Which just happens to be the scary “Ebola effect” that’s being trumpeted in the world press.
(J Clin Microbiol, July 2013, 51(7), 2435-2438), and Annals of Internal Medicine Dec. 1986, “Potential for bleeding with the new beta-lactam antibiotics”)
Forget the fact that pesticide companies are notorious for shipping banned toxic pesticidesto Africa. One effect of the chemicals? Bleeding.
Forget that. It’s all about the germ and nothing but the germ.
Forget the fact that, for decades, one of the leading causes of death in the Third World has been uncontrolled diarrhea. Electrolytes are drained from the body, and the adult or the baby dies.
Any sane doctor would make it his first order of business to replace electrolytes with simple supplementation—but no, the standard medical line goes this way:
The diarrhea is caused by germs in the intestinal tract, so we must pile on massive amounts of antibiotics to kill the germs.
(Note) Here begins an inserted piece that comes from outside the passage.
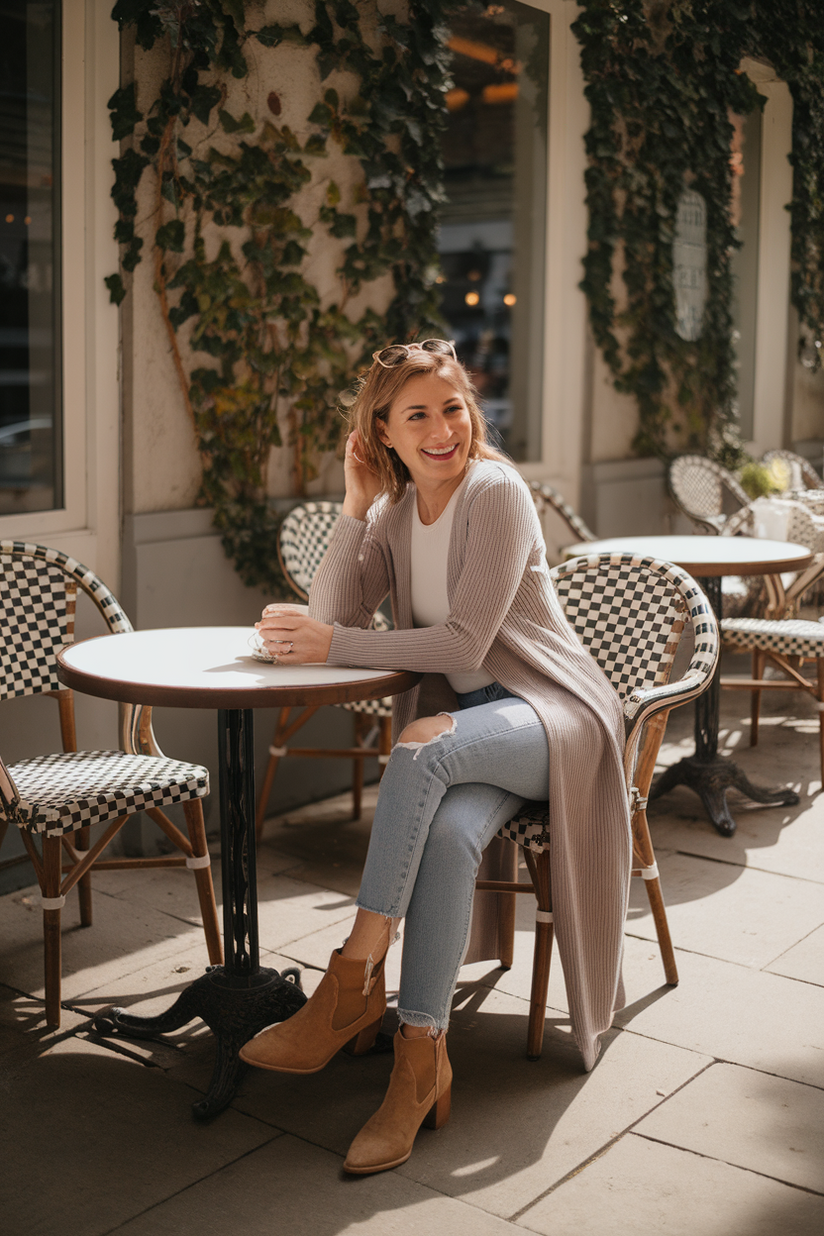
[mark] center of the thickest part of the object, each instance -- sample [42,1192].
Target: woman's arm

The drugs kill off all bacteria in the gut, including the necessary and beneficial ones, and the patient can’t absorb what little food he has access to, and he dies.
Along the way, he can also bleed.
But no, all the bleeding comes from Ebola. It’s the germ. Don’t think about anything else.
Forget the fact that adenovirus vaccines, which have been used in Liberia, Guinea, and Liberia (the epicenter of Ebola), have, according to vaccines.gov, the following adverse effects: blood in the urine or stool, and diarrhea.
No, all the bleeding comes from the Ebola germ. Of course. Don’t think about anything else.
Reporter Charles Yates uncovered a scandal in Liberia centering around the Firestone Rubber Plantation—chemical dumping, poisoned water.
And skin disease.
“Rash” is listed as one of the Ebola symptoms.
So is diarrhea.
Liberia Coca Cola bottling plant: foul black liquid seeping into the environment—animals dying.
Chronic malnutrition and starvation—conditions that are endemic in Liberia, Sierra Leone, and Guinea—are the number-one cause of T-cells depletion in the world.
T-cells are a vital component of the immune system. When that system is compromised, any germ coming down the pipeline will cause epidemics and death.
Getting the picture?
Blame it all on the germ.
Allow the corporate-government domination to continue.